When Freshman Emma Noverr left her home in Colorado to come to Hillsdale this fall, she left what she called the “cycling Mecca of America,” and came to a place without an established cycling community. Rather than give up cycling, she created her own community.
That community is called the Endurance Sports Club, of which Noverr is president. The club competes as a collegiate club team and will begin racing competitively in the spring. It currently has four members, and its coach and faculty adviser, Laura Peter, is enjoying the experience of helping students progress as cyclists.
“I love working with athletes that care,” Peter said. “Emma has been very proactive and very ready to stand up for the club.”
Peter said endurance athletes don’t peak until their late 20s or early 30s, and that changes the way she trains her team members.
“You have to train athletes knowing that you only have them for four years,” Peter said. “As a coach, I want to instill love in the athletes and make sure they still love cycling when they leave.”
Part of instilling that love are frequent visits to what Noverr calls the “Pain Cave.” The “Pain Cave” is a training area in Peter’s garage she created for the team so they could train during the winter months.
“We usually ride for about 12 hours a week and do six hours of weight training a week in the Pain Cave,” Noverr said. “It’s a nice outlet for us.”
Because that training may sound pretty intense to most, the Endurance Sports Club will expand to include members that don’t wish to train at that level.
“The winter training is for people that are really committed,” Peter said. “When the weather turns, we’ll go out for Saturday midday rides.
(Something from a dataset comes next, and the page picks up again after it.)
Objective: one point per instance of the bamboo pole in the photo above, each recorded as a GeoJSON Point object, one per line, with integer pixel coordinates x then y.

We just want to introduce people to any type of cycling.”
While the club will try to attract casual riders in order to expand, Joseph Toates, the co-founder of the club, said the club was originally created so its members could compete at the collegiate level.
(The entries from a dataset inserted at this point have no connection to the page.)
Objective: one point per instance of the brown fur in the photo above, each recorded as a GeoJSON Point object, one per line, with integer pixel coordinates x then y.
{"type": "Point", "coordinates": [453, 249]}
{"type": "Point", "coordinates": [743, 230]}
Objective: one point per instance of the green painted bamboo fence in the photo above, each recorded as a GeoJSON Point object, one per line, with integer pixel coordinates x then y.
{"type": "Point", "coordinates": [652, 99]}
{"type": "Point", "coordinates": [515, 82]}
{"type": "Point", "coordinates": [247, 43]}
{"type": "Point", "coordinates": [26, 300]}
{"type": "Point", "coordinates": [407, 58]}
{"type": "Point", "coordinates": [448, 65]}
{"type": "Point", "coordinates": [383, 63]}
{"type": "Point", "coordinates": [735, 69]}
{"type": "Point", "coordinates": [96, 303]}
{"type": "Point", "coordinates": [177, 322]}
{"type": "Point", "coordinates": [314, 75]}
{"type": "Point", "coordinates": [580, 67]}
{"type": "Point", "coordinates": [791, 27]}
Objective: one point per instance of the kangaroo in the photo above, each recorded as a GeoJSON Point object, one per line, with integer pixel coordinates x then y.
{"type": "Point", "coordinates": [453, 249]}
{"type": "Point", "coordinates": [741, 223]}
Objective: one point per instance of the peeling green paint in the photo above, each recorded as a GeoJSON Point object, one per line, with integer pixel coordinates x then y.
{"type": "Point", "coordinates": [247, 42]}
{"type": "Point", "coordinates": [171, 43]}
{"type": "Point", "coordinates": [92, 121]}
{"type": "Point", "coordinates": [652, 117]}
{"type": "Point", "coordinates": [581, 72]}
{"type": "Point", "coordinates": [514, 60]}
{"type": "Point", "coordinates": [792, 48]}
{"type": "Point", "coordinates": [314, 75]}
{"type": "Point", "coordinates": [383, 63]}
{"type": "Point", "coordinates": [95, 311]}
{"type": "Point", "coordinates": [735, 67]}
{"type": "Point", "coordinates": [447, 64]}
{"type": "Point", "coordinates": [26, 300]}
“Both Emma and I really like the racing scene,” Toates said. “We wanted to create the structure to race around here to race for the college, and not just some company team.”
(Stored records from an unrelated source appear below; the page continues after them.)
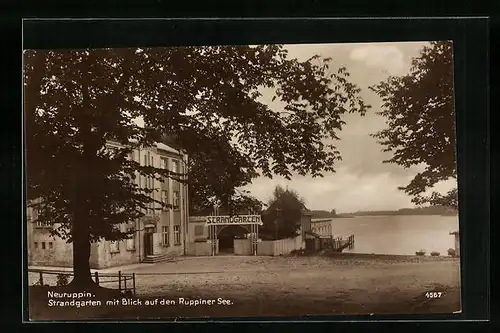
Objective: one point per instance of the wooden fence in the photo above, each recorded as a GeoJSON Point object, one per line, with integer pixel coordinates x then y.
{"type": "Point", "coordinates": [122, 281]}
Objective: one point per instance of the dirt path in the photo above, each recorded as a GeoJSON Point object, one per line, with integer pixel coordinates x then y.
{"type": "Point", "coordinates": [280, 286]}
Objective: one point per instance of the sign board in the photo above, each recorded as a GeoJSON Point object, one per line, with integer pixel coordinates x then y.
{"type": "Point", "coordinates": [234, 220]}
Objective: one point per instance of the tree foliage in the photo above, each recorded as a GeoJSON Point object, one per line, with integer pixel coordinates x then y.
{"type": "Point", "coordinates": [419, 109]}
{"type": "Point", "coordinates": [283, 214]}
{"type": "Point", "coordinates": [208, 100]}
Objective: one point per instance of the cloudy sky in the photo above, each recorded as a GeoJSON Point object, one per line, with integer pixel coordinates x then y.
{"type": "Point", "coordinates": [361, 181]}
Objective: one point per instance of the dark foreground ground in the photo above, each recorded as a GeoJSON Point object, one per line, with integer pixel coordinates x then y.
{"type": "Point", "coordinates": [341, 284]}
Toates ran half-marathons competitively before becoming a competitive cyclist. He said he switched to competitive cycling because long-distance running competitions felt like exercise, while cycling races require skills specific to competing against other people.
“There isn’t really any reason to look at anybody around you during a half-marathon,” Toates said. “Bike races are very strategic, it’s difficult to learn how to do, and they aren’t just an exercise competition.”
As the fledgling club begins its first season, the Instagram biography of the club describes it as, “Four broke students on a quest for the athlete water bottles.”
The desired “athlete water bottles” are clear bottles with a Hillsdale athletics logo on the side, and are distributed only to members of Hillsdale’s official sports teams, not club teams like the Endurance Sports Club. Peter said she believed cycling would always be a club sport at Hillsdale, but Noverr was more optimistic.
“Dr. Arnn actually used to race bikes back in Claremont, and a lot of other professors have done the same,” Noverr said. “The possibility is there…right now we are just working on affording uniforms. Baby steps.”